I’ll trade you $35 for ten or fifteen thousand.

Dear Feastlings,

Back when we were tiny, in the space now inhabited by Tito & Pep, we’d get broken into a couple of times a year. Our walk-in refrigerator was outside, and people would get progressively bolder in their break-ins. The restaurant itself was only broken into twice, but the walk-in? It felt like every time someone was in the mood for a beer, they’d just head over and grab some. The lock built into the handle was broken a couple of times, as was the lock on the bar that pinned the door closed after a couple of the earliest break-ins.

There was a night where someone had looped a chain around the bar and presumably used a trailer hitch to tow the bar off of the walk-in, ripping two softball-sized holes in the walk-in, where the bar had been attached. Eventually, we had a special clasp welded up for us, which finally made it no longer worth the effort, but at that point, they just went back to breaking into the restaurant itself.

Since we moved, we’d only broken into three times, plus a handful of dine-and-dash events, and some shoplifting in the wine shop here and there. There have been maybe a dozen break-ins to our storage shed, which usually only costs us a padlock (though they did once rip the whole exterior wall off the frame,) with our would-thieves walking off once with a broken mixer, but more often than not, leaving with a hung head and a disappointing discovery that the shed mostly contains plates, glassware, water pitchers and takeout boxes. Last night was number four for us as far as building break-ins go.

Our break-ins here have been less lucrative for the criminal masterminds than at our old location- the first one yielded about $8 in change and some paper clips- but the cost of it was well over $1000. The broken window, the cash drawer itself, the plywood while we waited for the window replacement- that was the pricey part.
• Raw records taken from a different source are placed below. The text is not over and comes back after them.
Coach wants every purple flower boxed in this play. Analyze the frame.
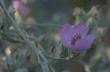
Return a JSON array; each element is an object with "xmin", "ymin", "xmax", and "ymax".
[{"xmin": 60, "ymin": 24, "xmax": 96, "ymax": 52}]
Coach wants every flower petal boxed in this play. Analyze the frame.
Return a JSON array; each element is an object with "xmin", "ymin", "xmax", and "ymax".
[
  {"xmin": 19, "ymin": 3, "xmax": 29, "ymax": 15},
  {"xmin": 71, "ymin": 24, "xmax": 89, "ymax": 37},
  {"xmin": 60, "ymin": 24, "xmax": 71, "ymax": 46},
  {"xmin": 73, "ymin": 34, "xmax": 96, "ymax": 51}
]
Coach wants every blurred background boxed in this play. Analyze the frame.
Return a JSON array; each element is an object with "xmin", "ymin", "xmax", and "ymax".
[{"xmin": 0, "ymin": 0, "xmax": 110, "ymax": 72}]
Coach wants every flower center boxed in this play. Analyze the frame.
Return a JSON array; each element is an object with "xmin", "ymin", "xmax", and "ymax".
[{"xmin": 71, "ymin": 33, "xmax": 81, "ymax": 45}]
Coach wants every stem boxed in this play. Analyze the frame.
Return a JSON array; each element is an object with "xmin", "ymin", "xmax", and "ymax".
[{"xmin": 0, "ymin": 0, "xmax": 55, "ymax": 72}]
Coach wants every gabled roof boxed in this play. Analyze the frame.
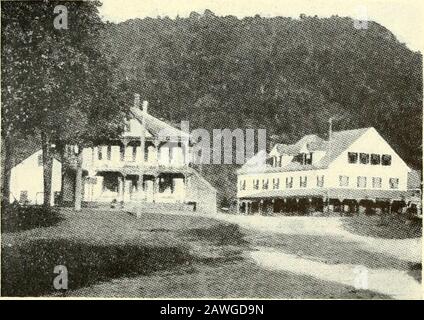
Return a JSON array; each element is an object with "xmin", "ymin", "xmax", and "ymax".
[
  {"xmin": 274, "ymin": 134, "xmax": 327, "ymax": 156},
  {"xmin": 130, "ymin": 107, "xmax": 190, "ymax": 138},
  {"xmin": 316, "ymin": 128, "xmax": 371, "ymax": 169},
  {"xmin": 239, "ymin": 128, "xmax": 371, "ymax": 172}
]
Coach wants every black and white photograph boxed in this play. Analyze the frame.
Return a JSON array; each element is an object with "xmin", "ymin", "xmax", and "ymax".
[{"xmin": 0, "ymin": 0, "xmax": 424, "ymax": 302}]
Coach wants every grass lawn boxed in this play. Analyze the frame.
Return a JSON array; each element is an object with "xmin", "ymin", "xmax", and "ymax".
[
  {"xmin": 342, "ymin": 215, "xmax": 422, "ymax": 239},
  {"xmin": 1, "ymin": 209, "xmax": 418, "ymax": 298}
]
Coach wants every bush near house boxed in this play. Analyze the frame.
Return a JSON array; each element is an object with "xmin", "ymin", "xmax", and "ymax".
[{"xmin": 1, "ymin": 203, "xmax": 62, "ymax": 232}]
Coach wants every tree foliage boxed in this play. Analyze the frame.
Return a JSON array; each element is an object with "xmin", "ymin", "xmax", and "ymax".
[{"xmin": 2, "ymin": 1, "xmax": 125, "ymax": 204}]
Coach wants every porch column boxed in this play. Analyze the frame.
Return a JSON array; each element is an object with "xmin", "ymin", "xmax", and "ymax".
[
  {"xmin": 118, "ymin": 175, "xmax": 125, "ymax": 201},
  {"xmin": 152, "ymin": 176, "xmax": 159, "ymax": 202},
  {"xmin": 137, "ymin": 175, "xmax": 145, "ymax": 201},
  {"xmin": 322, "ymin": 197, "xmax": 330, "ymax": 214}
]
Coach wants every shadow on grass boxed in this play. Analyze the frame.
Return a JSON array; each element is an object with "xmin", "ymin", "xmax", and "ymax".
[
  {"xmin": 1, "ymin": 204, "xmax": 64, "ymax": 232},
  {"xmin": 408, "ymin": 263, "xmax": 423, "ymax": 283},
  {"xmin": 247, "ymin": 234, "xmax": 414, "ymax": 271},
  {"xmin": 184, "ymin": 223, "xmax": 247, "ymax": 246},
  {"xmin": 1, "ymin": 239, "xmax": 191, "ymax": 296},
  {"xmin": 342, "ymin": 215, "xmax": 422, "ymax": 239}
]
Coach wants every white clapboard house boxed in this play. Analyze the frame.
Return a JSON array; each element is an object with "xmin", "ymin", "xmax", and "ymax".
[
  {"xmin": 10, "ymin": 95, "xmax": 217, "ymax": 213},
  {"xmin": 9, "ymin": 149, "xmax": 62, "ymax": 205},
  {"xmin": 237, "ymin": 128, "xmax": 420, "ymax": 214},
  {"xmin": 62, "ymin": 95, "xmax": 216, "ymax": 212}
]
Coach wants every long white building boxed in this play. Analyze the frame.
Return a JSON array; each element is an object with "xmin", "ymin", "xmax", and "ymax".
[{"xmin": 237, "ymin": 128, "xmax": 420, "ymax": 214}]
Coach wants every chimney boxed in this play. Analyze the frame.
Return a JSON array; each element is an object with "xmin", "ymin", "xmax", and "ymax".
[
  {"xmin": 134, "ymin": 93, "xmax": 140, "ymax": 108},
  {"xmin": 143, "ymin": 100, "xmax": 149, "ymax": 113}
]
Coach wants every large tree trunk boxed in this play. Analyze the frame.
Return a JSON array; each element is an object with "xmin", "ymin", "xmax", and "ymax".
[
  {"xmin": 41, "ymin": 133, "xmax": 53, "ymax": 207},
  {"xmin": 2, "ymin": 137, "xmax": 13, "ymax": 203},
  {"xmin": 74, "ymin": 147, "xmax": 82, "ymax": 211}
]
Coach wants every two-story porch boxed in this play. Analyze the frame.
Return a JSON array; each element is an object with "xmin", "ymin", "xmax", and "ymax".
[{"xmin": 84, "ymin": 166, "xmax": 190, "ymax": 203}]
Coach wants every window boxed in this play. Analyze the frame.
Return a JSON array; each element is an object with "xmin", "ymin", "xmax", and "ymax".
[
  {"xmin": 286, "ymin": 177, "xmax": 293, "ymax": 189},
  {"xmin": 299, "ymin": 176, "xmax": 308, "ymax": 188},
  {"xmin": 119, "ymin": 145, "xmax": 125, "ymax": 161},
  {"xmin": 317, "ymin": 176, "xmax": 324, "ymax": 188},
  {"xmin": 347, "ymin": 152, "xmax": 358, "ymax": 163},
  {"xmin": 253, "ymin": 179, "xmax": 259, "ymax": 190},
  {"xmin": 381, "ymin": 154, "xmax": 392, "ymax": 166},
  {"xmin": 132, "ymin": 146, "xmax": 137, "ymax": 161},
  {"xmin": 372, "ymin": 177, "xmax": 381, "ymax": 189},
  {"xmin": 37, "ymin": 154, "xmax": 43, "ymax": 167},
  {"xmin": 19, "ymin": 191, "xmax": 28, "ymax": 203},
  {"xmin": 356, "ymin": 177, "xmax": 367, "ymax": 188},
  {"xmin": 106, "ymin": 146, "xmax": 112, "ymax": 160},
  {"xmin": 304, "ymin": 152, "xmax": 312, "ymax": 164},
  {"xmin": 240, "ymin": 180, "xmax": 246, "ymax": 190},
  {"xmin": 293, "ymin": 152, "xmax": 312, "ymax": 165},
  {"xmin": 359, "ymin": 153, "xmax": 370, "ymax": 164},
  {"xmin": 389, "ymin": 178, "xmax": 399, "ymax": 189},
  {"xmin": 339, "ymin": 176, "xmax": 349, "ymax": 187},
  {"xmin": 371, "ymin": 153, "xmax": 381, "ymax": 165},
  {"xmin": 272, "ymin": 178, "xmax": 280, "ymax": 189}
]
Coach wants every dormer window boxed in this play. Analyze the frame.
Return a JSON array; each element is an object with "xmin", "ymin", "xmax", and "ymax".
[
  {"xmin": 381, "ymin": 154, "xmax": 392, "ymax": 166},
  {"xmin": 347, "ymin": 152, "xmax": 358, "ymax": 163},
  {"xmin": 293, "ymin": 152, "xmax": 312, "ymax": 165},
  {"xmin": 371, "ymin": 153, "xmax": 380, "ymax": 165},
  {"xmin": 253, "ymin": 179, "xmax": 259, "ymax": 190},
  {"xmin": 359, "ymin": 153, "xmax": 370, "ymax": 164}
]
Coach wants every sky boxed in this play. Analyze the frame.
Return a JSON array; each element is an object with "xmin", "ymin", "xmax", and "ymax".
[{"xmin": 100, "ymin": 0, "xmax": 424, "ymax": 52}]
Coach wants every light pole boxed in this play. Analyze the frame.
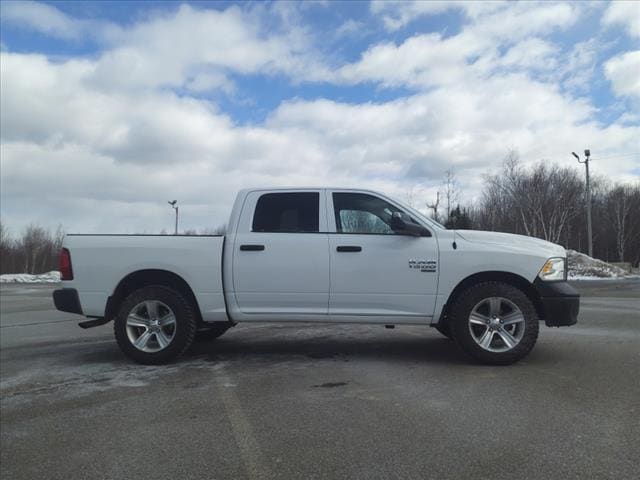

The second one was far more dramatic. Eight thousand plus for the damaged electrical panels and a couple hundred for the cut phone line, and another $800 to fix all the damage on the roof where they tore up the ductwork in an attempt to drop in like cast members of Mission: Impossible but were foiled by our exhaust hood ventilation system. Their total take: zero.

Not to be deterred, they returned a few nights later, smashed an office window, and when I pulled up after the alarm company called, the three guys on scooters who happened to be hanging out in the driveway said they didn’t see anything but it was a shame that the window had been broken. I sent TPD a description of the scooters, which I’d thought should be traceable, as they were the sort you operate with a credit or debit card, but I’m sure that’s information that was dropped in the circular file by whomever had no interest in following up on it. Again, they got nothing but the scooters they rented,

Last night was a new one- the biggest take yet: $24 in change, and that only because last night we forgot to put the $17.50 in rolled coins in the safe. Over the years, we’ve added cameras to Feast, so I now have footage of a guy who’s likely unrecognizable to anyone- certainly not to me- bouncing a rock off the front door before he put it through a smaller window, walking straight to the cash register behind the bar, yanking out the drawer and unlocking the front door from the inside to wander safely away. My soon-to-be-former burglar alarm company didn’t mention it to me, so I got a good night’s sleep. Though when I called them this morning when we came in to a beeping keypad, a shattered window and a bar strewn with everything between the burglar and our cash drawer, they told me that they didn’t get a signal from either of the two parts of the alarm system that should have signaled them. Technology, they told me, is fallible. I’m not sure what one is meant to pay for fallible technology, but I most decidedly overpaid.

I expect this last one will run us twelve or thirteen hundred dollars, though I won’t know for a while. The glass company is short-handed, to which I can relate, so they won’t get out here right away to give me a price, and we had to go out and get some plywood so the crew here at the equally short-handed Feast could stop the hot air, insects and interlopers from pouring in through the smashed window until the new double-paned window arrives.

So the four break-ins here have yielded our lawbreakers a broken mixer and $32, while the damage they’ve caused has totaled maybe fifteen thousand or so (in fairness, our deductible is only $1000, so you’ll have to divide that number between us and the insurance company, who unsurprisingly has still come out ahead on premiums and deductibles.)

I’m not sure whether to expect him to come back for more loose change, given that there we no repercussions last night, or whether he’d regard the change left in the drawer as worth the risk and the trouble he went to.

I’d reckon we’ll make up the $24 dollars at this Saturday’s wine tasting,

Sun’s so hot I forgot to go home

and we may even pick up enough on Bastille Day to cover the window this time,

Bastille Day

though it’ll be close when you consider a restaurant generally pulls in somewhere around 6% of sales. I don’t say this for pity or even sympathy, but rather for the next person who feels our prices are out of line. To that person I say, “Please, then. Buy this restaurant and reap the benefits yourself. I’ll happily dine here and go home to nap with a full belly and no more hamster wheel in my head.